Posted by: aaron | January 17, 2008 at 03:02 PM
My dad worked for Ford from his teens all the way through to retirement. I've lived in metro Detroit since the 1980s.
Over the years, I've watched the "Detroit" auto makers (whatever that means is subject to debate, as GM shuts downs factories in the U.S. and moves production rapidly to China - while simultaneously, Toyota and Honda open more U.S. plants, employing U.S. workers).
Detroit's problem is that management hasn't got a clue about the meaning of the term "contingency planning". Oil prices drop for a few years, and they switch over to making more and more enormous vehicles, while completely neglecting quality (over all), and gutting their fuel efficiency R & D.
Then they act completely *STUNNED* when they find out that oil prices eventually go back up again. It just "sneaks up on them" time and time again.
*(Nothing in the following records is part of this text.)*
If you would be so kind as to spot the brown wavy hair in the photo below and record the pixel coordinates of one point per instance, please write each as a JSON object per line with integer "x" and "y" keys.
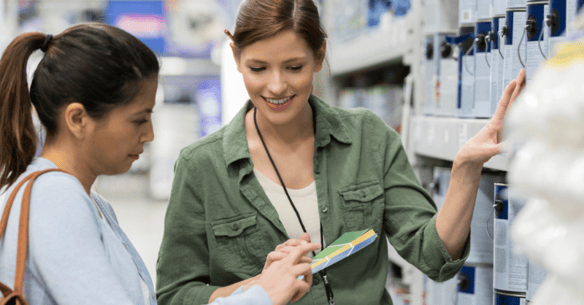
{"x": 260, "y": 19}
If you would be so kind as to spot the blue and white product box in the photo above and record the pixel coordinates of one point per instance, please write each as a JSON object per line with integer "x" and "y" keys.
{"x": 499, "y": 7}
{"x": 515, "y": 22}
{"x": 536, "y": 274}
{"x": 557, "y": 28}
{"x": 467, "y": 11}
{"x": 510, "y": 268}
{"x": 466, "y": 71}
{"x": 481, "y": 227}
{"x": 475, "y": 285}
{"x": 502, "y": 298}
{"x": 482, "y": 50}
{"x": 516, "y": 4}
{"x": 537, "y": 36}
{"x": 446, "y": 80}
{"x": 497, "y": 51}
{"x": 429, "y": 70}
{"x": 350, "y": 18}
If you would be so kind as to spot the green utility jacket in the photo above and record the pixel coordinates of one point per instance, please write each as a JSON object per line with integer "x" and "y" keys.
{"x": 220, "y": 225}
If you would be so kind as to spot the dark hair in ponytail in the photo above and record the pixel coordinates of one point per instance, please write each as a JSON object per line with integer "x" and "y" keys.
{"x": 97, "y": 65}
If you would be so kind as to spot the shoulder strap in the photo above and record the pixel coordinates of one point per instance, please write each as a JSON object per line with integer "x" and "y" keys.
{"x": 22, "y": 247}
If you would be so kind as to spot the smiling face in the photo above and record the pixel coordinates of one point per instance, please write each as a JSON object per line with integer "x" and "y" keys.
{"x": 278, "y": 73}
{"x": 118, "y": 139}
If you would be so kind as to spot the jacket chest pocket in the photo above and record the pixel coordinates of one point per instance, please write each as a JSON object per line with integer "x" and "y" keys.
{"x": 240, "y": 245}
{"x": 363, "y": 206}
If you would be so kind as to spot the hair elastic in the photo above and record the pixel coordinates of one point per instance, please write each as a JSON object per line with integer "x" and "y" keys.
{"x": 46, "y": 43}
{"x": 229, "y": 34}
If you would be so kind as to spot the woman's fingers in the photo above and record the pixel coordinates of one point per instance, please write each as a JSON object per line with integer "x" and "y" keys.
{"x": 302, "y": 288}
{"x": 503, "y": 103}
{"x": 520, "y": 81}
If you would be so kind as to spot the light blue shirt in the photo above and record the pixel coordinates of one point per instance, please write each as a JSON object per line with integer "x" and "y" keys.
{"x": 75, "y": 256}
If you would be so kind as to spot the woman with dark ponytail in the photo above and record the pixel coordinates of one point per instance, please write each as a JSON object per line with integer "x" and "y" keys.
{"x": 94, "y": 91}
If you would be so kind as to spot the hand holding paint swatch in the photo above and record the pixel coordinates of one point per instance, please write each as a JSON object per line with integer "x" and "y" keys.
{"x": 344, "y": 246}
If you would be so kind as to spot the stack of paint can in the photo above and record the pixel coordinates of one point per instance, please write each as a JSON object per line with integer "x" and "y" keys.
{"x": 439, "y": 64}
{"x": 429, "y": 70}
{"x": 446, "y": 80}
{"x": 537, "y": 35}
{"x": 550, "y": 171}
{"x": 497, "y": 51}
{"x": 482, "y": 70}
{"x": 474, "y": 283}
{"x": 466, "y": 72}
{"x": 514, "y": 33}
{"x": 510, "y": 269}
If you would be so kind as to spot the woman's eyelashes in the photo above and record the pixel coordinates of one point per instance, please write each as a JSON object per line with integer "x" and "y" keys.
{"x": 260, "y": 69}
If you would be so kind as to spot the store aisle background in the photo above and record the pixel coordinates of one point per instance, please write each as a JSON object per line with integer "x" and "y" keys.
{"x": 140, "y": 216}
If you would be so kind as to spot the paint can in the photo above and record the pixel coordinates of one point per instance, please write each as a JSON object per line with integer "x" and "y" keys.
{"x": 515, "y": 20}
{"x": 446, "y": 80}
{"x": 510, "y": 268}
{"x": 573, "y": 9}
{"x": 475, "y": 285}
{"x": 557, "y": 23}
{"x": 481, "y": 227}
{"x": 505, "y": 298}
{"x": 484, "y": 9}
{"x": 482, "y": 52}
{"x": 516, "y": 4}
{"x": 467, "y": 10}
{"x": 466, "y": 73}
{"x": 499, "y": 7}
{"x": 537, "y": 33}
{"x": 429, "y": 67}
{"x": 497, "y": 45}
{"x": 535, "y": 276}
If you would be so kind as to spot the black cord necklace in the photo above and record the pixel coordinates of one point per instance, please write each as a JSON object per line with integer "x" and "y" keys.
{"x": 328, "y": 289}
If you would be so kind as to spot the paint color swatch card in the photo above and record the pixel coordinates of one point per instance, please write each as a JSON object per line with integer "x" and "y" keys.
{"x": 344, "y": 246}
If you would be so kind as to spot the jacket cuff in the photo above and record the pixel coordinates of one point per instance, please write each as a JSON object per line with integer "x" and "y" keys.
{"x": 438, "y": 258}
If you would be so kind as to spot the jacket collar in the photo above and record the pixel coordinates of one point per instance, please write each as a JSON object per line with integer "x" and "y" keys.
{"x": 328, "y": 125}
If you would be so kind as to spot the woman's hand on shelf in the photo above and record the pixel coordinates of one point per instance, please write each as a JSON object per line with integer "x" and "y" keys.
{"x": 487, "y": 142}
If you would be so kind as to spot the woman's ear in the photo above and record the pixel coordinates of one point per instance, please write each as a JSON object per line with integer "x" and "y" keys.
{"x": 320, "y": 56}
{"x": 77, "y": 120}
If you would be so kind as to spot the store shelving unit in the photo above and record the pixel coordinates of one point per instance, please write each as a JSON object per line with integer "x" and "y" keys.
{"x": 442, "y": 137}
{"x": 428, "y": 140}
{"x": 375, "y": 47}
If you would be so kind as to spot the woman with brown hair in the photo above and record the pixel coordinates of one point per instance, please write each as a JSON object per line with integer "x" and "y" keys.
{"x": 289, "y": 164}
{"x": 94, "y": 91}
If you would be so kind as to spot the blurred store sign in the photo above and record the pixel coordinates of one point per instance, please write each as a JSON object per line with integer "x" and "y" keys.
{"x": 209, "y": 97}
{"x": 143, "y": 19}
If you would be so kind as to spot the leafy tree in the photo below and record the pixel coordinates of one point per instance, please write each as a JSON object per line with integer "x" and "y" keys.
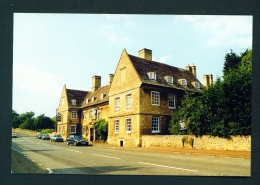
{"x": 42, "y": 122}
{"x": 101, "y": 126}
{"x": 222, "y": 109}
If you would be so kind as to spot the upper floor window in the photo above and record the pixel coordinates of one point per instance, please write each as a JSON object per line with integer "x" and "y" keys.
{"x": 197, "y": 85}
{"x": 171, "y": 100}
{"x": 73, "y": 129}
{"x": 152, "y": 75}
{"x": 128, "y": 125}
{"x": 128, "y": 101}
{"x": 183, "y": 81}
{"x": 73, "y": 114}
{"x": 84, "y": 115}
{"x": 117, "y": 103}
{"x": 155, "y": 124}
{"x": 155, "y": 98}
{"x": 73, "y": 102}
{"x": 169, "y": 79}
{"x": 116, "y": 125}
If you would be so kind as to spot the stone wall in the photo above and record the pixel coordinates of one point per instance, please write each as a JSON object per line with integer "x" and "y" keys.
{"x": 236, "y": 143}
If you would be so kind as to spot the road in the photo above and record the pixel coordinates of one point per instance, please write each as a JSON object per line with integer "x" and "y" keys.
{"x": 31, "y": 155}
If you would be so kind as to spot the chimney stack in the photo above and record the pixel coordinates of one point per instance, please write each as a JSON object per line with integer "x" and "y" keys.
{"x": 110, "y": 78}
{"x": 145, "y": 54}
{"x": 96, "y": 83}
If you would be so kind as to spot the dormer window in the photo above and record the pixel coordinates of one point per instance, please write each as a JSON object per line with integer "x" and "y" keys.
{"x": 152, "y": 75}
{"x": 183, "y": 81}
{"x": 169, "y": 79}
{"x": 102, "y": 96}
{"x": 73, "y": 102}
{"x": 196, "y": 85}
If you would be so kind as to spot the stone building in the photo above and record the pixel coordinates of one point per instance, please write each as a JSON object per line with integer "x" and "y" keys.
{"x": 143, "y": 95}
{"x": 139, "y": 99}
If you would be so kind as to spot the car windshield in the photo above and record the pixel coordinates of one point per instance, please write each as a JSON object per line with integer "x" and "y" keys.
{"x": 78, "y": 137}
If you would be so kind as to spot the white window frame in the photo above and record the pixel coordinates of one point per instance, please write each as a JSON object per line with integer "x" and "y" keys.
{"x": 84, "y": 115}
{"x": 155, "y": 98}
{"x": 73, "y": 102}
{"x": 183, "y": 81}
{"x": 155, "y": 124}
{"x": 152, "y": 75}
{"x": 73, "y": 129}
{"x": 197, "y": 85}
{"x": 128, "y": 98}
{"x": 169, "y": 79}
{"x": 171, "y": 100}
{"x": 128, "y": 125}
{"x": 116, "y": 123}
{"x": 117, "y": 103}
{"x": 74, "y": 114}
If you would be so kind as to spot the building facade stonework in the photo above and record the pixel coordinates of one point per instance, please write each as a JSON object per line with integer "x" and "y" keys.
{"x": 139, "y": 100}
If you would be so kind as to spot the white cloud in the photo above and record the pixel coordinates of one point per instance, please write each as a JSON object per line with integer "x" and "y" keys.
{"x": 164, "y": 58}
{"x": 222, "y": 30}
{"x": 31, "y": 79}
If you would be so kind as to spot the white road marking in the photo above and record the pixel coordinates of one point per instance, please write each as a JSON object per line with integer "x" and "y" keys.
{"x": 50, "y": 171}
{"x": 74, "y": 151}
{"x": 168, "y": 167}
{"x": 106, "y": 156}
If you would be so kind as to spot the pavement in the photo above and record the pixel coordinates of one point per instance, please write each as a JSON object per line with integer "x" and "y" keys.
{"x": 186, "y": 151}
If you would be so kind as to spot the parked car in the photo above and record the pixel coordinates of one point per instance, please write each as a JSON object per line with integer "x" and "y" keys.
{"x": 76, "y": 140}
{"x": 39, "y": 135}
{"x": 14, "y": 134}
{"x": 45, "y": 136}
{"x": 56, "y": 137}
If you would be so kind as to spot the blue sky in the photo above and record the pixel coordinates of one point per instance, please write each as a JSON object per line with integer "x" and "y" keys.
{"x": 51, "y": 50}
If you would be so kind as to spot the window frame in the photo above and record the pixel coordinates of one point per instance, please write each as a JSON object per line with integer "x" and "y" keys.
{"x": 74, "y": 127}
{"x": 116, "y": 125}
{"x": 155, "y": 120}
{"x": 117, "y": 103}
{"x": 72, "y": 115}
{"x": 155, "y": 98}
{"x": 128, "y": 98}
{"x": 128, "y": 125}
{"x": 170, "y": 101}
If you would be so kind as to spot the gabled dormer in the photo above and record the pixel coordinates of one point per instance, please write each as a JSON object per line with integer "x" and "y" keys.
{"x": 183, "y": 82}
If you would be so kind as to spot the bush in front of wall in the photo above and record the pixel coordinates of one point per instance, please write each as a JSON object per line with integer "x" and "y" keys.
{"x": 187, "y": 140}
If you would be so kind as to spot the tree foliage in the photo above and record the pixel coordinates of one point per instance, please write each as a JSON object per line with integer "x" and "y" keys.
{"x": 222, "y": 109}
{"x": 28, "y": 121}
{"x": 101, "y": 126}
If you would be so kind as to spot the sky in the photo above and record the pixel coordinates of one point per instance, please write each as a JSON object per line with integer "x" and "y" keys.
{"x": 51, "y": 50}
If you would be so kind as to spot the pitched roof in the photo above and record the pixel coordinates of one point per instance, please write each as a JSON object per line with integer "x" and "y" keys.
{"x": 76, "y": 95}
{"x": 143, "y": 67}
{"x": 97, "y": 96}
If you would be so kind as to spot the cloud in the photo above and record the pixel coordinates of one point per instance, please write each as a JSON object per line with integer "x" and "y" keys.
{"x": 164, "y": 58}
{"x": 32, "y": 80}
{"x": 222, "y": 30}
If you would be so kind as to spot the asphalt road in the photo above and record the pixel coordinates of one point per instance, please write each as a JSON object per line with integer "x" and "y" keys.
{"x": 31, "y": 155}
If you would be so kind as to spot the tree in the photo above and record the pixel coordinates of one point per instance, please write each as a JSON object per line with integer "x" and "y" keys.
{"x": 101, "y": 126}
{"x": 43, "y": 122}
{"x": 224, "y": 108}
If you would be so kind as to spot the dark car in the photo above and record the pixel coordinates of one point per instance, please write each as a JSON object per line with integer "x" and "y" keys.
{"x": 56, "y": 137}
{"x": 39, "y": 135}
{"x": 45, "y": 136}
{"x": 76, "y": 140}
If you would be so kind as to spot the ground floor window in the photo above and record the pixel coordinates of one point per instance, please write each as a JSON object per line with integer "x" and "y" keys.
{"x": 116, "y": 125}
{"x": 128, "y": 125}
{"x": 155, "y": 124}
{"x": 73, "y": 129}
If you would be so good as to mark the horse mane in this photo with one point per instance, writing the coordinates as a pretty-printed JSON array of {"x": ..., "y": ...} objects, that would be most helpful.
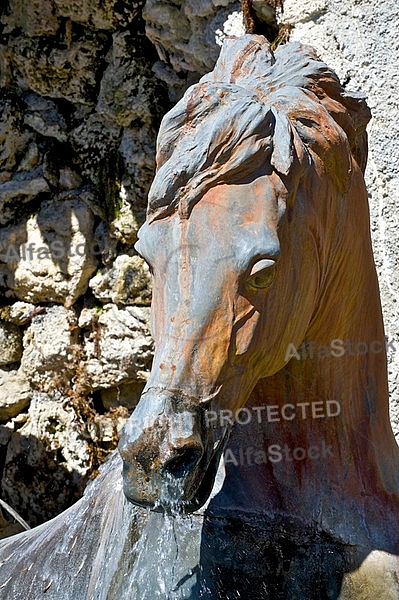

Like clockwork, they announce "unfair competition".
Their executives sheepishly grin, and say "oopsie!", as they lay off thousands of workers, because 16mpg (today's SUVs, or yester-year's Grand Marquis -take your pick) isn't a good long term selling strategy.
Considering the salaries of these top decision makers (much higher than salaries of comparable executives at Japanese car companies), you'd think they could be a little less idiotic.
So, yes, idiots are in charge, so the hard working employees of company end up suffering. Factory workers lose their homes and blame Japan for their own company's stupid decisions.
Toyota didn't force GM, Ford and Chrysler bet the farm on fuel hogs (again!). I'm tired of the excuses. Until they wake up and smell the coffee on this, they deserve what they get.
That's my opinion from a few decades of direct observation, anyway.